A week has passed since relief pitcher Mike Mayers, an addition to their roster the KC Royals curiously made back in December, offered up his best pitching performance of the spring. Mayers, perhaps known more for his unsightly 5.10 career ERA, an especially bad mark for relievers, than anything, threw a pair of perfect innings against the White Sox. He struck out three, including one batter to end his first inning and two straight to begin his second.
That's precisely the kind of outing a pitcher in Mayers' position needs. He's a non-roster player on a minor league contract; because nothing guarantees such players tomorrow, and their chances of enjoying Opening Day in the majors aren't good, Mayers must almost always be good if not stellar.
Unfortunately, Mayers isn't doing what he needs to do to be in manager Matt Quatraro's bullpen March 30 when the Royals host Minnesota to open the 2023 regular season.

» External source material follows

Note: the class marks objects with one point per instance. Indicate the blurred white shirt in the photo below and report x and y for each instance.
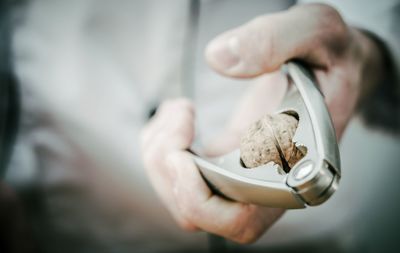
(90, 72)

In fact, he's probably operating on borrowed time.
KC Royals reliever Mike Mayers may soon be on the outside looking in.
Not many clubs will pursue a reliever with a 5.10 career ERA, especially when such a high number accurately reflects the bulk of that hurler's major league work. Only three times in the parts of seven seasons he's spent in The Show has Mayers managed to keep his ERA under 5.00—it was 4.70 in 50 games for St. Louis in 2018, an excellent 2.10 across 29 appearances with the Angels in the pandemic-shortened 2020 campaign, and 3.84 in 72 games in 2021. But his ERA rose to 5.68 last season.
Now, and despite last week's excellent showing against Chicago, Mayers appears to be back on his regular high-ERA track.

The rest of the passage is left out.